Por: Jean Maninat
Contra toda leyenda urbana y rural, las máscaras no siempre han escondido rostros tenebrosos, maldades guardadas tras un ceño fruncido, cicatrices de un pasado olvidado bajo las cejas. Es harto probable (habría que hacer una superflua investigación), que la mayoría de los enmascarados que han desandado el mundo han sido gente buena, con la suficiente discreción como para esconder el rostro a la hora de hacerle bien a la humanidad. ¿Por qué será que los superhéroes siempre esconden el rostro?
Hay una respuesta evidente: para proteger su privacidad y darse algunas horas de reposo en su lucha contra el mal. Imagínese usted que en su edificio en el 4B viviese Spider-Man con el rostro descubierto y su traje de superhéroe calzado las veinticuatro horas del día: hubiese sido nombrado presidente vitalicio del condominio y el bululú interminable mientras sus superpoderes aguantaran.
En el México de nuestros amores los grandes héroes populares han portado máscaras día y noche en su incansable defensa de los más humildes. El Santo, el enmascarado de plata, fue el más grande de ellos y derrotó con su destreza al mismísimo diabólico científico Dr. Frankenstein y a la vengativa Momia Azteca, ambos con la maldad de cara al sol. Y el bufonesco Comandante Marcos se mantuvo embozado aún cuando el país entero y medio mundo conocía su identidad. Sabía del valor simbólico de una máscara.
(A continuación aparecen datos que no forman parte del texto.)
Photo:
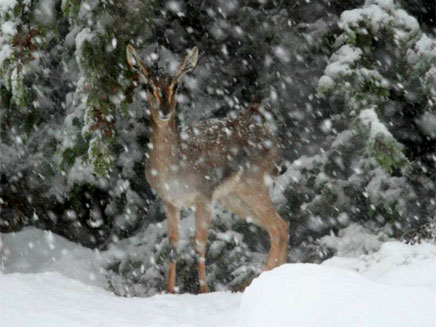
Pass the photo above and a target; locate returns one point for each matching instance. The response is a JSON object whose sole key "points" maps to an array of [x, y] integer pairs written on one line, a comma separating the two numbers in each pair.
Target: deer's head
{"points": [[162, 89]]}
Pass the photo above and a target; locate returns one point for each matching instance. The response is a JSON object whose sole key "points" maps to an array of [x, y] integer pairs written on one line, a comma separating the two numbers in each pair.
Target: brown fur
{"points": [[227, 161]]}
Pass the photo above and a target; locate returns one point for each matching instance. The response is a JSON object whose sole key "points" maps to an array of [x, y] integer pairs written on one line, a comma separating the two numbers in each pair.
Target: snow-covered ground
{"points": [[48, 281]]}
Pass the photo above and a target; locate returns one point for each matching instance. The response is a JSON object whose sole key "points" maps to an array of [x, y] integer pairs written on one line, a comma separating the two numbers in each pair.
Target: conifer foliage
{"points": [[349, 86]]}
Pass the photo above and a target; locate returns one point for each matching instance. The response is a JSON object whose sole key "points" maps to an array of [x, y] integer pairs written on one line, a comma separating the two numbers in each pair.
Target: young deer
{"points": [[229, 161]]}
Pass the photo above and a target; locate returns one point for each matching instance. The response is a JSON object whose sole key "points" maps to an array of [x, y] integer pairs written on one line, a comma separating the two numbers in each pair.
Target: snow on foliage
{"points": [[375, 284]]}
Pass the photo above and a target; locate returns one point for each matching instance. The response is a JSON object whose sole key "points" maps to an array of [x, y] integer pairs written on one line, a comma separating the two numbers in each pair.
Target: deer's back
{"points": [[216, 152]]}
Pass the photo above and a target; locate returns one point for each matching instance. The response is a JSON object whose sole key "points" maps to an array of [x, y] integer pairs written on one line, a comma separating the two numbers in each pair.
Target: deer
{"points": [[229, 162]]}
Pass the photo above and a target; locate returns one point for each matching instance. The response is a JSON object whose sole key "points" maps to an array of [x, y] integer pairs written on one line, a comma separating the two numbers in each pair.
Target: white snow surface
{"points": [[45, 281]]}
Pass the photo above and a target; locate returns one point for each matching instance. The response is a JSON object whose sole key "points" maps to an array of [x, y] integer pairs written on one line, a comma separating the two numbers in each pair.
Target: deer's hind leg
{"points": [[257, 201], [173, 216], [203, 211]]}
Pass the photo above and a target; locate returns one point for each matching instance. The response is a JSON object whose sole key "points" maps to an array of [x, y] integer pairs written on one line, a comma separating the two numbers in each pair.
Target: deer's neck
{"points": [[163, 152]]}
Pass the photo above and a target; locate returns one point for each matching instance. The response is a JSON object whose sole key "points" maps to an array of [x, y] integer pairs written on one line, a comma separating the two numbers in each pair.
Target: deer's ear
{"points": [[188, 64], [136, 63]]}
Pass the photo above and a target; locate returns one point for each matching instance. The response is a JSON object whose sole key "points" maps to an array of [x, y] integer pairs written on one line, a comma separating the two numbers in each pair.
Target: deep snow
{"points": [[48, 281]]}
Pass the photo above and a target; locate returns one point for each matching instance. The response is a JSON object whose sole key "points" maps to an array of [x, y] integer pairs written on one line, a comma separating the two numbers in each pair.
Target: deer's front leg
{"points": [[173, 215], [203, 210]]}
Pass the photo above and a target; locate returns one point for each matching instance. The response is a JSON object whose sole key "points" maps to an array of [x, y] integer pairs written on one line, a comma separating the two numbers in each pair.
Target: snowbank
{"points": [[34, 251], [311, 295], [52, 300]]}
La pandemia ha venido a corroborar la hipótesis de que a los vanidosos en el poder les gusta dar la cara. Basta con ver a los mandatarios de los Estados Unidos, Rusia, Brasil, negándose a portar la mascarilla hoy de rigor para simular que todo va bien en la contención de la gripecita Covid-19. Los miles de cadáveres a su alrededor poco importan ante sus rostros dispuestos a ser inmortalizados en un selfie descubierto con la historia.
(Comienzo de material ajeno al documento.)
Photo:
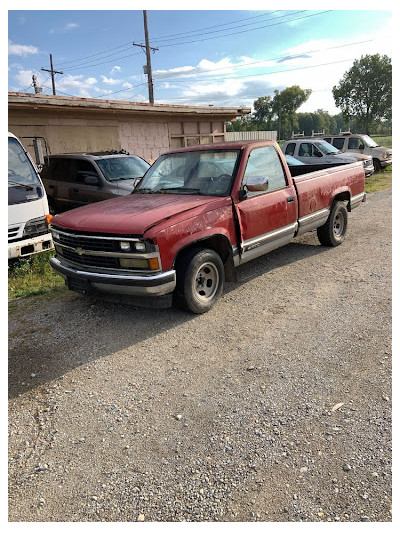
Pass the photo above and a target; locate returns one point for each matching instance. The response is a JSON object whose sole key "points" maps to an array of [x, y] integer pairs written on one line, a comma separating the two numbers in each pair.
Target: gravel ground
{"points": [[274, 406]]}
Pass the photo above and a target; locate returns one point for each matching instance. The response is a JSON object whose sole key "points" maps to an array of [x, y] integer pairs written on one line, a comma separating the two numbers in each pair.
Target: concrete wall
{"points": [[92, 131]]}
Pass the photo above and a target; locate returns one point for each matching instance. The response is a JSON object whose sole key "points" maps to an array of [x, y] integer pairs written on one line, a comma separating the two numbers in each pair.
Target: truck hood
{"points": [[132, 214]]}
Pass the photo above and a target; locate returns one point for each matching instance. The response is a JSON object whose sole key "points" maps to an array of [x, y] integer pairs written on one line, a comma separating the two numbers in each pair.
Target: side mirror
{"points": [[257, 183], [37, 145], [90, 179]]}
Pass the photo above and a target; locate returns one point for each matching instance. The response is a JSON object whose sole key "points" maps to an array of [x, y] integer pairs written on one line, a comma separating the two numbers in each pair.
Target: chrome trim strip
{"points": [[255, 242], [357, 200], [151, 284], [100, 237], [332, 170], [82, 251]]}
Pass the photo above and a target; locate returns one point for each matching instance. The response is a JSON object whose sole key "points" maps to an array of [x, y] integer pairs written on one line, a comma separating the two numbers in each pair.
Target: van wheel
{"points": [[333, 232], [200, 280], [52, 209], [377, 165]]}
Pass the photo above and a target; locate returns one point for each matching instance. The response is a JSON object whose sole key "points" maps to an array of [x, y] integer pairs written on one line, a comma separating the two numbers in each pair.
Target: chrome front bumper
{"points": [[153, 285]]}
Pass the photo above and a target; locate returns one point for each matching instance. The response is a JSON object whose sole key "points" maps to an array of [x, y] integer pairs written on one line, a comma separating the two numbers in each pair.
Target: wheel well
{"points": [[343, 197], [221, 245]]}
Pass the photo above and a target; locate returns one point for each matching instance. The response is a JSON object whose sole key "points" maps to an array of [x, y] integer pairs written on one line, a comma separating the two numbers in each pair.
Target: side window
{"points": [[338, 143], [354, 143], [63, 170], [290, 149], [265, 162], [306, 150], [83, 166]]}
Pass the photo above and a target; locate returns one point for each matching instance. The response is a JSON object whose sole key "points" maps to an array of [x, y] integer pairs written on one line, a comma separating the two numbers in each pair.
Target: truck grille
{"points": [[89, 260], [88, 243], [92, 251]]}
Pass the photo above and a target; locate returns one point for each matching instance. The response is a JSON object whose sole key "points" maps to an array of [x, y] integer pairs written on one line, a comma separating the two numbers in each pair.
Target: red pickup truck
{"points": [[198, 213]]}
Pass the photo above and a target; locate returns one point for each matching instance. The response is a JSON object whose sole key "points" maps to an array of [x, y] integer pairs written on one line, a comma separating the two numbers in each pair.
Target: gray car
{"points": [[73, 180]]}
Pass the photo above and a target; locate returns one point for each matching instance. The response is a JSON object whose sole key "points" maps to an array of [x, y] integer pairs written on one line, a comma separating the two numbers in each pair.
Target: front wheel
{"points": [[333, 232], [200, 280]]}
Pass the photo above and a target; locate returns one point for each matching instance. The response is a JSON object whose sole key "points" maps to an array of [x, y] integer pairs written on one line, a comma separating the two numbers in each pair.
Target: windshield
{"points": [[326, 148], [201, 172], [122, 168], [369, 142], [20, 170]]}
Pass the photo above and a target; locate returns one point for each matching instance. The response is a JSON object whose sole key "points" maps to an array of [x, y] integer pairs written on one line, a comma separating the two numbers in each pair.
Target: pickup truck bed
{"points": [[198, 213]]}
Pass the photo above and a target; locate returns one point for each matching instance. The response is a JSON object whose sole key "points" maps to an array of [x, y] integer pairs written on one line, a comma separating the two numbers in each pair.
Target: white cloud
{"points": [[110, 81], [21, 49]]}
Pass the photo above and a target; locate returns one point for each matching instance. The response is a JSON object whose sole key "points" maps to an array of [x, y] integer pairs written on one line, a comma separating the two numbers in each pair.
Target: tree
{"points": [[365, 91], [263, 112], [285, 105]]}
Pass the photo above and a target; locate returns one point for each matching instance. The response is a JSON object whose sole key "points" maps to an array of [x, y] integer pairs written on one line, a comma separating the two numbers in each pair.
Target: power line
{"points": [[128, 44], [189, 77], [246, 31]]}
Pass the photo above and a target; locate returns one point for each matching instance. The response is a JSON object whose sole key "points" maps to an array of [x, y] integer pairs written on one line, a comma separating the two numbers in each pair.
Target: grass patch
{"points": [[379, 181], [32, 276]]}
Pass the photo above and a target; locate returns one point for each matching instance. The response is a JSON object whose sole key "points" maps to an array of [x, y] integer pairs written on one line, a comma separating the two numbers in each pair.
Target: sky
{"points": [[222, 57]]}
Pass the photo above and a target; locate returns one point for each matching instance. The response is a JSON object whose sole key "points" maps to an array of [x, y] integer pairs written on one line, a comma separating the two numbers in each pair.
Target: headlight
{"points": [[127, 246], [36, 226]]}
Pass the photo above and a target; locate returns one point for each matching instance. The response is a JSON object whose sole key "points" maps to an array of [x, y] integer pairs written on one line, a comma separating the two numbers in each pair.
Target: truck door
{"points": [[267, 218], [81, 193]]}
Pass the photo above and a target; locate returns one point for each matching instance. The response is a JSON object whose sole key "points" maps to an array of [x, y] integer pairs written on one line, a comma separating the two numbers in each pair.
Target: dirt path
{"points": [[274, 406]]}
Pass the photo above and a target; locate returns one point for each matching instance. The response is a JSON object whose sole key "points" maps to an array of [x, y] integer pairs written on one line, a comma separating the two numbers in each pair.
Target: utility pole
{"points": [[148, 66], [37, 88], [52, 71]]}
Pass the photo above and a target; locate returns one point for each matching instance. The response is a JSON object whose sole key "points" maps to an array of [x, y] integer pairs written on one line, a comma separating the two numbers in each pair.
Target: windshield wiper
{"points": [[144, 191], [180, 189], [21, 184]]}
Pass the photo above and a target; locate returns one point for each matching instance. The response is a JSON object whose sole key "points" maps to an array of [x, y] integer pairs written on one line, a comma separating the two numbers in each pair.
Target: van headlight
{"points": [[36, 226]]}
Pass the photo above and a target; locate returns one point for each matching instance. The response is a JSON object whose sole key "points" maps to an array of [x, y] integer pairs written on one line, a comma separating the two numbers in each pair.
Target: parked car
{"points": [[363, 144], [73, 180], [28, 210], [319, 152], [179, 235]]}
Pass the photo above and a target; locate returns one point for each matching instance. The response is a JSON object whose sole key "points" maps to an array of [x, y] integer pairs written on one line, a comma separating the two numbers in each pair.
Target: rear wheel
{"points": [[200, 280], [333, 232]]}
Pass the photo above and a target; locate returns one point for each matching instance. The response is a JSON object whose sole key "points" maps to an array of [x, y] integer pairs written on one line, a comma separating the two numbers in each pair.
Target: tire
{"points": [[377, 165], [52, 209], [333, 232], [200, 280]]}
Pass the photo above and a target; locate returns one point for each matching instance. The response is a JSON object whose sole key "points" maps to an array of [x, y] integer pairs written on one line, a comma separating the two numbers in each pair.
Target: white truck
{"points": [[319, 153], [28, 209]]}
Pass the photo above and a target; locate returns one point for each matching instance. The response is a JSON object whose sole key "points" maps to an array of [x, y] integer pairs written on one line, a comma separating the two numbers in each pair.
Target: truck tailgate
{"points": [[316, 190]]}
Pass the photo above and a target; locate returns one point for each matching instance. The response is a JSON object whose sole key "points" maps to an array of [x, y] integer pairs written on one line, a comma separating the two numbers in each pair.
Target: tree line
{"points": [[364, 96]]}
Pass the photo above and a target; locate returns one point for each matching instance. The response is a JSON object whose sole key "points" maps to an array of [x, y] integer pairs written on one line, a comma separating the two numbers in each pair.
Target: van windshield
{"points": [[326, 148], [369, 142], [122, 168], [20, 170]]}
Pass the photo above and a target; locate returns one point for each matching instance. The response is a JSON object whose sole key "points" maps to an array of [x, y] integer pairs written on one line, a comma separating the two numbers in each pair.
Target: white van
{"points": [[313, 151], [28, 210], [363, 144]]}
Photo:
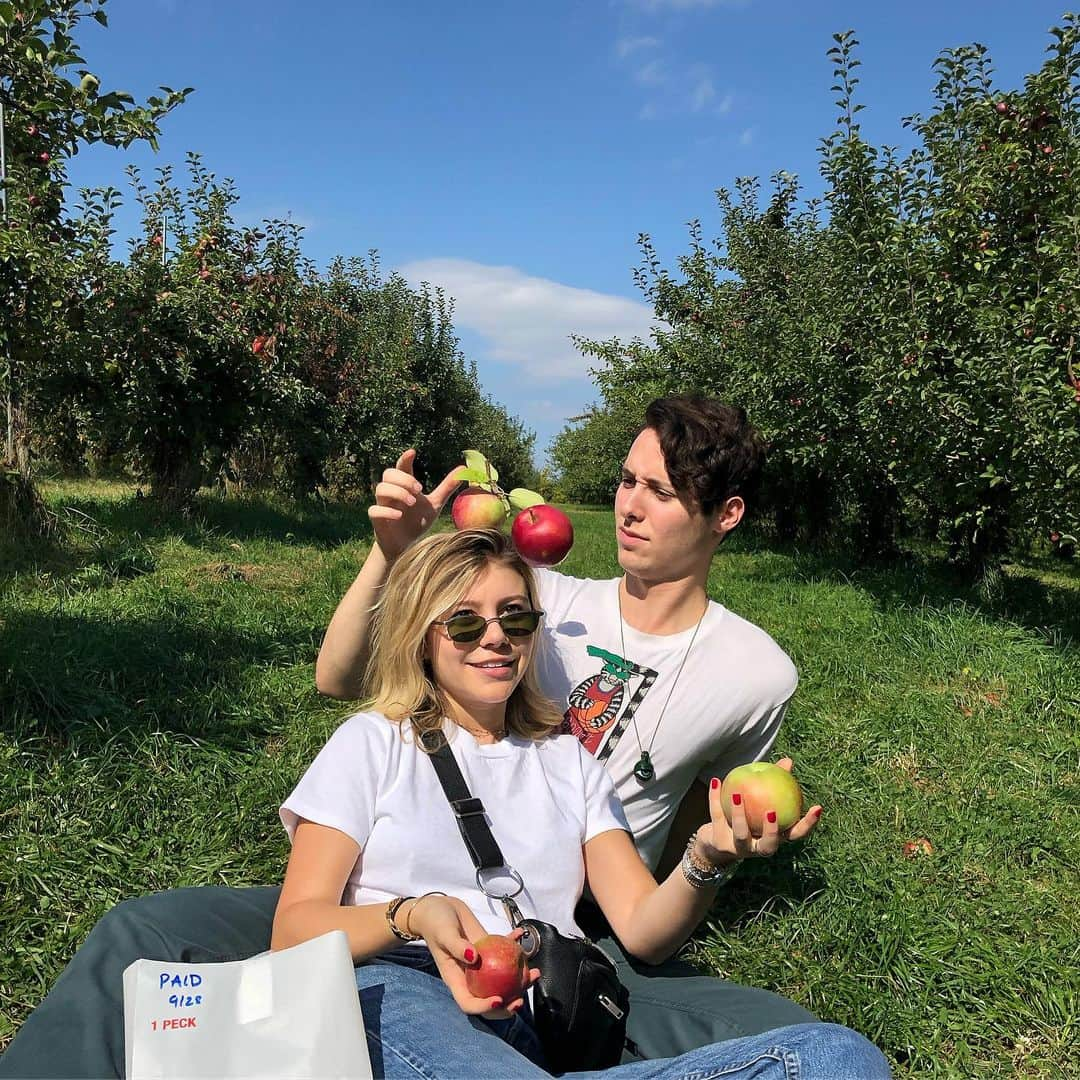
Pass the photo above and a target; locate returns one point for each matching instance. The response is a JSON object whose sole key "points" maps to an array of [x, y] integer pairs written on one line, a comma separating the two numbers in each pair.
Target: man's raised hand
{"points": [[402, 511]]}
Los héroes cotidianos de la salud pública portan su mascarilla que los hace anónimos en su empeño de rescatar vidas de la pandemia. La máscara será probablemente el símbolo de la entrega que debería definir la actuación de todo servidor público. Una presencia tan profesional que se haga casi invisible en el cumplimiento del deber.
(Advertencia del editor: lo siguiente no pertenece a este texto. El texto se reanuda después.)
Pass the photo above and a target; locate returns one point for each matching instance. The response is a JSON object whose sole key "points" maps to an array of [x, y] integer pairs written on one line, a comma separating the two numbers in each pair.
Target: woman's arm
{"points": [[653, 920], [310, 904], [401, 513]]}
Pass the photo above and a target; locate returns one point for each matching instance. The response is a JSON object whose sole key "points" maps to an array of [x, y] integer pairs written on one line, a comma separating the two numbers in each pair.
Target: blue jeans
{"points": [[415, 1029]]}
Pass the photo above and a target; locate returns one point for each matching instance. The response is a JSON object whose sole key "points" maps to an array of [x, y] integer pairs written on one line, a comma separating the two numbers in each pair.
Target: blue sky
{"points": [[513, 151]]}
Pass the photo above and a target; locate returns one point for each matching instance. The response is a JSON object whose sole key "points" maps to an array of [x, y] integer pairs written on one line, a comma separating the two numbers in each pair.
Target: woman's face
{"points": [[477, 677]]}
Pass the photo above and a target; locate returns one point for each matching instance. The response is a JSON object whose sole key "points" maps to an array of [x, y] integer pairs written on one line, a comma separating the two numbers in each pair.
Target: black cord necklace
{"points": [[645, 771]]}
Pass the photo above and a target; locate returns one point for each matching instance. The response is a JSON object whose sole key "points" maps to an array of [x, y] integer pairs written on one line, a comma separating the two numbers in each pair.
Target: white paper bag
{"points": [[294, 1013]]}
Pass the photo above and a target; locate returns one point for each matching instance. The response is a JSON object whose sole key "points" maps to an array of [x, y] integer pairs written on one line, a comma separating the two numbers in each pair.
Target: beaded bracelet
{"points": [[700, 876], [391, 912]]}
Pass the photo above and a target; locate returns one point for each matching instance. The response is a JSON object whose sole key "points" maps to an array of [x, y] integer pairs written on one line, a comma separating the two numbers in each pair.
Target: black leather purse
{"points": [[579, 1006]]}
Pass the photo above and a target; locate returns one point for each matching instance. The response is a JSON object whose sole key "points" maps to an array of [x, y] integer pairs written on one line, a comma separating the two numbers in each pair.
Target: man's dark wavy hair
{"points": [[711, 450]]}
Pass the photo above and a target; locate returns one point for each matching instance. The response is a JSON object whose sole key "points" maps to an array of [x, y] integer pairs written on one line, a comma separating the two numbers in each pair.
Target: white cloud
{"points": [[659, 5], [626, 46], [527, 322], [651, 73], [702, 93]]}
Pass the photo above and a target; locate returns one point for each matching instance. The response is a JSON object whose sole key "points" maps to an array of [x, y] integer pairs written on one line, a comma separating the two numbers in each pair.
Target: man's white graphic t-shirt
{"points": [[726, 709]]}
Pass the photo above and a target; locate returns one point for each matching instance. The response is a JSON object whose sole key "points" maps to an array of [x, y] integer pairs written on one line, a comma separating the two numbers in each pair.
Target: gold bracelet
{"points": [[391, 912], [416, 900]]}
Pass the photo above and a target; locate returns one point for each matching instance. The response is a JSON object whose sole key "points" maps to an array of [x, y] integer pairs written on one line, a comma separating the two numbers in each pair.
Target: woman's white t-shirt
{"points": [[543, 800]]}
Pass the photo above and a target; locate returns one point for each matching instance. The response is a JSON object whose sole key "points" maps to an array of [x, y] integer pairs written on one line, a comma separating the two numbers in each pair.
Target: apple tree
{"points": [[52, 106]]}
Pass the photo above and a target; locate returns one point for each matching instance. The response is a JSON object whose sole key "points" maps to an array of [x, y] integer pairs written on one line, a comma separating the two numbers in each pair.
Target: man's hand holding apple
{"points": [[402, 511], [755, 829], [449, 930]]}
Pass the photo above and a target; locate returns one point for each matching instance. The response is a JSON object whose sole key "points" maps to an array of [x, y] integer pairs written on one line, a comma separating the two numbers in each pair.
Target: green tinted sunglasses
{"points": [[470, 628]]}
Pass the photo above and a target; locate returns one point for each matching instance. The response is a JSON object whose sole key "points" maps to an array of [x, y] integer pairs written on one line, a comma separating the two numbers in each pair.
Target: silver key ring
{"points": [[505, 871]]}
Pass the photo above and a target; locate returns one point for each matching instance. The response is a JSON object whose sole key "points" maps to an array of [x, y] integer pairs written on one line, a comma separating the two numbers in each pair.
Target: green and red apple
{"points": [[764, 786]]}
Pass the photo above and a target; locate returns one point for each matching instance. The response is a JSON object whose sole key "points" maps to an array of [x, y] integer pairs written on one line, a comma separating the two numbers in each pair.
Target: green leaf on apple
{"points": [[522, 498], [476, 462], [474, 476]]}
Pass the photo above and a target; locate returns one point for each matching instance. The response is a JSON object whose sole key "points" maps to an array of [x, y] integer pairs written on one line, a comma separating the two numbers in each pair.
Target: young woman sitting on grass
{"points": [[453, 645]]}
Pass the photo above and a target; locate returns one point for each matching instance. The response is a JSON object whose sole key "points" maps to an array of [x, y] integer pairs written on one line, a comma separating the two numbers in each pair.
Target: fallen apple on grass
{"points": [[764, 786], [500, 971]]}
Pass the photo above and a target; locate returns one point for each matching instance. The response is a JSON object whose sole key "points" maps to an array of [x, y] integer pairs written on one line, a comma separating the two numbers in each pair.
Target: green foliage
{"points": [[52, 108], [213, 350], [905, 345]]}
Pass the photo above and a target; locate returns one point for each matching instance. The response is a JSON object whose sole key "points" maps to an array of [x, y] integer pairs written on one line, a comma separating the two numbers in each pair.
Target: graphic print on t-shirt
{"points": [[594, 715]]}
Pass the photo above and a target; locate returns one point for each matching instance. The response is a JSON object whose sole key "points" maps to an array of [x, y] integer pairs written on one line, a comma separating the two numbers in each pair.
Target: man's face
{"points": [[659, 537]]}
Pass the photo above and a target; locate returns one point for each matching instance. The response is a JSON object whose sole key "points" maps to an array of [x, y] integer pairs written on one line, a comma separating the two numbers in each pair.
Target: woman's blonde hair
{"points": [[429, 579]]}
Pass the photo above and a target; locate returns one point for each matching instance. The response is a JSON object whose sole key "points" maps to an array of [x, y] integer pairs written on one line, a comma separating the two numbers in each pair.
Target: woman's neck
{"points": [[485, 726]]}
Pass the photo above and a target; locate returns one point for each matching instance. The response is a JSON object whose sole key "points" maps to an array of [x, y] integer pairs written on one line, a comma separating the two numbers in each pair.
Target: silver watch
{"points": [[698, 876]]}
No se le puede pedir a un dirigente político que actúe en el anonimato. Pero se le puede exigir cierta discreción, contención a la hora de despachar palabras, una breve reflexión antes de actuar. En el caso venezolano, nos hubiera ahorrado tanto bochorno en fronteras, autopistas, playas, y limitado el desgaste de las expectativas de recuperación democrática en la gente. Entender la política como un servicio público y no como una aventura irresponsable, un deporte de alto riesgo para encandilar el ego y la autoestima.
Portar una mascarilla mental a la hora de hacer política para no contaminarla con fantasías personales sería un buen propósito de enmienda para la pospandemia. Ojalá y aprovechen lo que quede de reclusión para ensayar un poco, nos haría mucho bien a todos.